Q: What themes do you see running through the poems?

 

A: I’d say family, perhaps because I was born and raised in Nigeria, where family ties are very strong. It’s still very rare to meet someone who lives alone in Nigeria.

 

So I’d say family themes run like a thread in my poems; for example, Play Child, Play, a mother, like all parents, is faced with the challenge of getting their children away from the screen and finds a creative way to do so. The mother and her child are outside, but the child is interested with what is going on the screen, so the mother makes up a game she calls the clouds game to coax the child away from it.

 

I must also add that two of my poems touched a bit on the environment, especially the way we treat our trees. In Grandma’s Tree, inspired by a conversation I had with my late mother about her avocado tree, which had stopped bearing fruits. The grandma in the poem, like my mother, has a tree that isn’t producing fruits, and she calls in a tree shepard for some advice, and he finds a neglected tree.

 

Q: How was the book’s title chosen, and what does it signify for you?

 

A: I felt that Sing Me a Song, Ma would make a good title, and chose it. It’s so universal and hopefully will appeal to readers, especially younger children. Children everywhere must have at one time, or another have asked their parents to sing them a song or to play a game when they should be going to sleep.
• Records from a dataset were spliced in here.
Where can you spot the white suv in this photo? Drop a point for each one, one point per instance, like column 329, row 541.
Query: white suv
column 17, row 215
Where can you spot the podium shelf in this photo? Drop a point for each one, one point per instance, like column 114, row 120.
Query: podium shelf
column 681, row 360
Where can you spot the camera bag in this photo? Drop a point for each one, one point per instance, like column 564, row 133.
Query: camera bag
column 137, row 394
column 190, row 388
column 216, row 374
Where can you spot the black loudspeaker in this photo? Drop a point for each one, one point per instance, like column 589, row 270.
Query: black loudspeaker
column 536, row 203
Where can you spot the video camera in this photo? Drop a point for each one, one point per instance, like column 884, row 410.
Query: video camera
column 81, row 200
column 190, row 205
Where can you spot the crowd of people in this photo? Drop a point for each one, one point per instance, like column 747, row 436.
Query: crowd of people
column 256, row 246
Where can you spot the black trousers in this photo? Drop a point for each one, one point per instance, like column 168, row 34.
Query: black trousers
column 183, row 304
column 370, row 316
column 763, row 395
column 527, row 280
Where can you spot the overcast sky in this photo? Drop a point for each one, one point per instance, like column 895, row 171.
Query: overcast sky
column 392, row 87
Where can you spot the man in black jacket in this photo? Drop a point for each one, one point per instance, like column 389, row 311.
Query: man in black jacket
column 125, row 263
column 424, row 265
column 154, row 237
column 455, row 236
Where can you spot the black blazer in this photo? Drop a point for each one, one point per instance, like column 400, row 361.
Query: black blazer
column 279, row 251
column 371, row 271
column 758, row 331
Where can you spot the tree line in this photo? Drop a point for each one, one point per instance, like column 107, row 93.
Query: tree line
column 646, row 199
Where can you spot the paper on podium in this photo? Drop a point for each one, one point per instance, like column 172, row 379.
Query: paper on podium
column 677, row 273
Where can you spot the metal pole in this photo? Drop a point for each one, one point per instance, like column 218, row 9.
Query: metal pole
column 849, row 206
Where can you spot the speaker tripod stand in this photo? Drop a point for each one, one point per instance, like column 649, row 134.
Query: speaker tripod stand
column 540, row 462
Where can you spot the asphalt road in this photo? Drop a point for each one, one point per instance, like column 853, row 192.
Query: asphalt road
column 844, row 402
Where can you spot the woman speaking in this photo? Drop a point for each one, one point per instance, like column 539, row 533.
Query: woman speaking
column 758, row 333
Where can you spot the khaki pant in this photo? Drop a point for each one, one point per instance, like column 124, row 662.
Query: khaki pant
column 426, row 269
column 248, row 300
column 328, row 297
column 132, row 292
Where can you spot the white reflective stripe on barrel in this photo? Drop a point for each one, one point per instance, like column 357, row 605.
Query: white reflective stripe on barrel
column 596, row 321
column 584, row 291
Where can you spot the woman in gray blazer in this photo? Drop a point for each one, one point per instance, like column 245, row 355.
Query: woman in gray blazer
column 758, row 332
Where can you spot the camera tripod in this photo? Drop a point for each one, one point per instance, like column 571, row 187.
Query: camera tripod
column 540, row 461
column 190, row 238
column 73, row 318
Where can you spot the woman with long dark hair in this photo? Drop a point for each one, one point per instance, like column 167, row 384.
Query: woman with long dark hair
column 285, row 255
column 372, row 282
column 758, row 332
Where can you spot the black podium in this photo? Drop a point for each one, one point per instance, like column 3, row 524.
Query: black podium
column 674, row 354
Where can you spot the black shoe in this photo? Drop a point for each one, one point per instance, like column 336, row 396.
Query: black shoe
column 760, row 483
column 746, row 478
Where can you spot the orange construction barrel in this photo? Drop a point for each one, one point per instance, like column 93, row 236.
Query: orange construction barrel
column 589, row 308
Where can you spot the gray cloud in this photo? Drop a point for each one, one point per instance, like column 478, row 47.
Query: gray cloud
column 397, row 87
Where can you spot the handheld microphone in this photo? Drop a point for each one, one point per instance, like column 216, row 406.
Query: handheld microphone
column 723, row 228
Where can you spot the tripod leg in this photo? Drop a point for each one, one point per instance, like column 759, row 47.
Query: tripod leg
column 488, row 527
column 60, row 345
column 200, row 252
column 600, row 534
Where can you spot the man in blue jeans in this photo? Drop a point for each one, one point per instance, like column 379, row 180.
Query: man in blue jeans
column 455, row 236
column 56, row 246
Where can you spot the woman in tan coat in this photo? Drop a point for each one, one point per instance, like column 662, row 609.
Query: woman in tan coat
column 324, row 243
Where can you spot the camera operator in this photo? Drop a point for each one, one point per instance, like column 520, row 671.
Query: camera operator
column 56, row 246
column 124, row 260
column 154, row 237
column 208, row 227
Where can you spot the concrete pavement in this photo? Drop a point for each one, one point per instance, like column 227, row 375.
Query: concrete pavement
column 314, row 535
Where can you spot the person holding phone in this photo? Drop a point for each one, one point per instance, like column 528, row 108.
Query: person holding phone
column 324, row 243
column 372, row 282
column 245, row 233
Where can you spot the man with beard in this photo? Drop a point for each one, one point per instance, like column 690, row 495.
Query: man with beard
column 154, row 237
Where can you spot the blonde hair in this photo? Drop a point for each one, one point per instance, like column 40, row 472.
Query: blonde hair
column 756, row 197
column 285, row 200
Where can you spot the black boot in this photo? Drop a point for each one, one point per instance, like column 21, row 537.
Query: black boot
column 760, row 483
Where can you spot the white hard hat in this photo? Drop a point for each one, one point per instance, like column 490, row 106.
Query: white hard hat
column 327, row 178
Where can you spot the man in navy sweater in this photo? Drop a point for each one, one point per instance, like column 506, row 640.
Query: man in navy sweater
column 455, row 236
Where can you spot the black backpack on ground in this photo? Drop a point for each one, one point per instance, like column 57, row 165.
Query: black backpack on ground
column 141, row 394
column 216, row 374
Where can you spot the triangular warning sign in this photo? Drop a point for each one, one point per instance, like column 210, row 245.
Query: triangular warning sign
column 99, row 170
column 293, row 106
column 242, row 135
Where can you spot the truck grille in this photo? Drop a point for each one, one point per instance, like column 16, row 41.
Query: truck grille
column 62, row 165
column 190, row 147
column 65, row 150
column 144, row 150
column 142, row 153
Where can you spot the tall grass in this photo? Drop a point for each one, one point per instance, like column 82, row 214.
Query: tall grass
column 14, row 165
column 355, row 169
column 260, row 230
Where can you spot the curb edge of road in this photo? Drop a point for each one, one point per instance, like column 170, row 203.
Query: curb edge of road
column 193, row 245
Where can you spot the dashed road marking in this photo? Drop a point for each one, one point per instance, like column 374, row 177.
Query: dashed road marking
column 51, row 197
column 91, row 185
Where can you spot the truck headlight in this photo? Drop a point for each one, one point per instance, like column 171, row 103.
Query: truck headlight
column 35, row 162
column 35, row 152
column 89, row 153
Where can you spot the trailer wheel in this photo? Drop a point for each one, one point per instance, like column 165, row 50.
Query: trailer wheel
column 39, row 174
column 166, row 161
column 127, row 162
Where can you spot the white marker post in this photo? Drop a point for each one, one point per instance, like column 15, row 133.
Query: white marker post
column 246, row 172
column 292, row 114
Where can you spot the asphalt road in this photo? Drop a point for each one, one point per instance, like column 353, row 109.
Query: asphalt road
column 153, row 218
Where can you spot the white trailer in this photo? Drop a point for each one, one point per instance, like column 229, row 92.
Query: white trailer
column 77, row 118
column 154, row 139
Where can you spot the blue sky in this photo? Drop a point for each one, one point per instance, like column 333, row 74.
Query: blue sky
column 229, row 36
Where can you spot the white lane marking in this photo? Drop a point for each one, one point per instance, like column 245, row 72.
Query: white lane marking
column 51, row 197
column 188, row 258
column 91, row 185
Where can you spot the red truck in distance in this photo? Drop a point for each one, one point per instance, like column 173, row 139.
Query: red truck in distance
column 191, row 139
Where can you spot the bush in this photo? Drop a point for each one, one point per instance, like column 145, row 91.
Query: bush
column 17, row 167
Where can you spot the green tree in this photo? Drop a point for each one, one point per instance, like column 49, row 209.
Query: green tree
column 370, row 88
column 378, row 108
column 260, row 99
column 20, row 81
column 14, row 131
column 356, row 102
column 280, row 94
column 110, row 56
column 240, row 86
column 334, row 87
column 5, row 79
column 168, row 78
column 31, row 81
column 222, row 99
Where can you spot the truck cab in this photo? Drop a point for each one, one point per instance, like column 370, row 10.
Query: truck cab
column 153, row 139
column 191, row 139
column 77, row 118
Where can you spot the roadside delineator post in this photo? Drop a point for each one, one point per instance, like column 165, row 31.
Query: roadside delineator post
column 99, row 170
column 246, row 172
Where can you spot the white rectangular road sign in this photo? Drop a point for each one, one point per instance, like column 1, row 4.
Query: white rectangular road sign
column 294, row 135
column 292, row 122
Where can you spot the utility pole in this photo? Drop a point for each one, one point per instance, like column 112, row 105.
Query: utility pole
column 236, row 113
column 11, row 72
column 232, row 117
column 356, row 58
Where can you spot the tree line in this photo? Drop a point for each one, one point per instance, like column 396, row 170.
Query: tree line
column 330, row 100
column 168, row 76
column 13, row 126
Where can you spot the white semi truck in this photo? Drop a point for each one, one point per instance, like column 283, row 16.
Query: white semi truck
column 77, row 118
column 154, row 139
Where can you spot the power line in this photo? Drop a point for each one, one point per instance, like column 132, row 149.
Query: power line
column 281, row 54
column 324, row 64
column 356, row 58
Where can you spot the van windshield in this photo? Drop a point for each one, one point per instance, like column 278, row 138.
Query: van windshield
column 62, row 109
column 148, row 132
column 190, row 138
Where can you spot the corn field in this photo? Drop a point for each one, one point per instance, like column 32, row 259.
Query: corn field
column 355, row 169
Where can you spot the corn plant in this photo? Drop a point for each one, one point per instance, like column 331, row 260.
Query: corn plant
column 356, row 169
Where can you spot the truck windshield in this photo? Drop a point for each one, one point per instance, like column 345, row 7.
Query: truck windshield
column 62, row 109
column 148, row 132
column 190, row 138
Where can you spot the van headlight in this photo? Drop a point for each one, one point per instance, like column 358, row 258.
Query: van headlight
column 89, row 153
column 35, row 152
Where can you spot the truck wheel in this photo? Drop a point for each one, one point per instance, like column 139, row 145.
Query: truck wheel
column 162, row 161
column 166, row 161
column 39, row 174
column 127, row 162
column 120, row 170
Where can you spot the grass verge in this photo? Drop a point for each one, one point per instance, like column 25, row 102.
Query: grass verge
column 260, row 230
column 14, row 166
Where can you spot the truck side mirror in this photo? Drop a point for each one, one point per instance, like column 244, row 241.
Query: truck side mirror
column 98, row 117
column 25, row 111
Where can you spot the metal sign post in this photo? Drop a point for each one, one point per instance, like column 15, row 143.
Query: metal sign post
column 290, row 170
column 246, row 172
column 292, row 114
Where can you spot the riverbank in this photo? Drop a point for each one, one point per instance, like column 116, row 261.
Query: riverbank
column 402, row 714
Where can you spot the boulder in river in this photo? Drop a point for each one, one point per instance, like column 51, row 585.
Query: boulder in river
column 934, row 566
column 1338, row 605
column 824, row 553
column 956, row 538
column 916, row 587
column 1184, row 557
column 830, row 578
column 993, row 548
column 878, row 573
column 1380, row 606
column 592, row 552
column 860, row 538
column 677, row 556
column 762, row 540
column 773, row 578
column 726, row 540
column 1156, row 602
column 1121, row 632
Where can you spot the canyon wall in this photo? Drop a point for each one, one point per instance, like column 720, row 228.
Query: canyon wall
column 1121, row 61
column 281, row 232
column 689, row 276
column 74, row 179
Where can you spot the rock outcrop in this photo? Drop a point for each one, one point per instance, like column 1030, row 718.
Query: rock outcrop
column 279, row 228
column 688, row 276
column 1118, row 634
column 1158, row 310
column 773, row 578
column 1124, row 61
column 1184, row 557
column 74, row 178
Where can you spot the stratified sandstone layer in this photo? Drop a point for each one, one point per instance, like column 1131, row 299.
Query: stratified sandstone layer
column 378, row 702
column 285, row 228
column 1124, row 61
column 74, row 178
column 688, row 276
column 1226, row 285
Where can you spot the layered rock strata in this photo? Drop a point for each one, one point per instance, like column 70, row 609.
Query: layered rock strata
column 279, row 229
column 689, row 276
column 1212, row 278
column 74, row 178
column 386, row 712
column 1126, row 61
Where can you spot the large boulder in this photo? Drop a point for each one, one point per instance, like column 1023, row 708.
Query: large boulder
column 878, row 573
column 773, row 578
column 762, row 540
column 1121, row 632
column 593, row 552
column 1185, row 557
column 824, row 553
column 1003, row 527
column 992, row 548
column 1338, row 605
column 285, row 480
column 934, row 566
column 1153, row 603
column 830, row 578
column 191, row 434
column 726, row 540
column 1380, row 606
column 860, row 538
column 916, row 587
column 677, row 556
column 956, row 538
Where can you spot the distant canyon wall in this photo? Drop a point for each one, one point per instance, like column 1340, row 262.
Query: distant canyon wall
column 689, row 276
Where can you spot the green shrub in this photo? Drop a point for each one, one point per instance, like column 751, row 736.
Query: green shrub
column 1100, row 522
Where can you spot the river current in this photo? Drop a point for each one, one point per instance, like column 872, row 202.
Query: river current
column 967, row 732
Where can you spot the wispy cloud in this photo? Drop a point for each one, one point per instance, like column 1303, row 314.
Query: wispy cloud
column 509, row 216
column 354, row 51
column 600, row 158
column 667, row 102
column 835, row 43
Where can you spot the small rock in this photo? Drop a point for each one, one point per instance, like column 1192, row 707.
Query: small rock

The child in the poem Sing Me a Song, Ma has a trick up her sleeves when she requests a song from her mother.

 

Q: What do you hope kids take away from the poems?

 

A: I hope children will first of all, enjoy the poems, and perhaps learn a bit about other cultures, or at least become curious and start asking questions. Also, I hope a poem or two from the collection would inspire them to write their own. If I can do it, so can they.

 

Q: What are you working on now?

 

A: I am working on some more children’s poems, and I am looking for a publisher for some of my out-of-print books. When I go into schools to do writing workshops I am often asked by schools about where someone could buy some of my out-of-print books, and it would be a great thing to see them in print again.

 

Q: Anything else we should know?

 

A: I hope in future to do more short stories for children, I wrote The Girl Who Married a Ghost, a book of short stories, years ago, too long if you ask me.